But soldiers *have* gov’t run healthcare, and that *isn’t* the case. They’ve had that for an incredibly long time, and they get substantially better care than privately-insured people. Subsidies for prosthetics and things are significantly better for military people with VA care than most people with private insurance.
I use it as a comparison to people who think socialized medicine is a way to go. Also, for a little insight, check out the number of stories popping up recently concerning the VA and Active Duty health care..... such wonderful things like the same insulin pen being used for multiple patients leading to confirmed AIDS/HIV and Hepatitis cases. Or not screening blood before transfusions.... leading to all kinds of wonderful diseases being spread.

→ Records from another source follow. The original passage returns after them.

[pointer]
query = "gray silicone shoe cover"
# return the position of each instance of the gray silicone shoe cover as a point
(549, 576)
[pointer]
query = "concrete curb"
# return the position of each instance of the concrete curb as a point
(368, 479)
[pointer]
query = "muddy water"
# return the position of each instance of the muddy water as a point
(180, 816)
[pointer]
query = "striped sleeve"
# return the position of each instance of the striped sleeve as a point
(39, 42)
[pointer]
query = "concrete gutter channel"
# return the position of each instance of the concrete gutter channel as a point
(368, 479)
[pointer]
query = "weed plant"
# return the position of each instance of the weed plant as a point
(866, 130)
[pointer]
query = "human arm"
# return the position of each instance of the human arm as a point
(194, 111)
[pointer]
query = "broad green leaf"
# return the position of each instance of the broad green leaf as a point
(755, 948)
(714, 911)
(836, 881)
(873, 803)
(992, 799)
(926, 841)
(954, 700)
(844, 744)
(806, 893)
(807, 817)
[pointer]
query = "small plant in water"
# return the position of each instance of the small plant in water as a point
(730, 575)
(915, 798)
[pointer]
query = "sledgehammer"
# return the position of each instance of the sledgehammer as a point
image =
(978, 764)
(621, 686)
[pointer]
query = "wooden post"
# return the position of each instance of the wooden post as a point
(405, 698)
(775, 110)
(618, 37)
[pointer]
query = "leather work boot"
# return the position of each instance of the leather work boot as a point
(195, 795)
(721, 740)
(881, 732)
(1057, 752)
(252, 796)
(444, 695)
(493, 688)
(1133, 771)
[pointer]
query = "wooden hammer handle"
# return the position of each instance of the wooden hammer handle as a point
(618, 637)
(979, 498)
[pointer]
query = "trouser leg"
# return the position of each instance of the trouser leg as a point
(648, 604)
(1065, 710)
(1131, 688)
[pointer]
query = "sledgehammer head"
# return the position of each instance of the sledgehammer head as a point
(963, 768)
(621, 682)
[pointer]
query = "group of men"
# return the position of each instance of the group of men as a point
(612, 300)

And, for some procedures that civilians can go and just get done...... there's a nice long waiting list. Now, I'm not complaining about it, just don't buy into the "everything is wonderful/grass is always greener" arguments.
I was in the military. At the pharmacy, I was always treated like I was bothering them (no linkage between customer and payment). My wife ended up giving birth with no pain relief (nobody was on duty - heck who cares...again no linkage between patient and payment). My daughter almost died at one month old, of a heart problem. Only our nagging them and the heroic efforts of one doctor got her airlifted to an NICU in the civilian world. My wife has refused necessary kidney surgery because of an inept doctor. He had actually been fired, but still had a few months left. We had to wait him out, until we could get approval of the necessary paperwork to get the surgery. The wait caused her bad kidney to do permanent damage to her good kidney.
I have dozens of ‘botched operation’ stories; but, I’m trying to stick to problems directly linked to the ‘socialized’ nature of military medicine.
It is a complete myth that military medical care is at all better than civilian care. Period!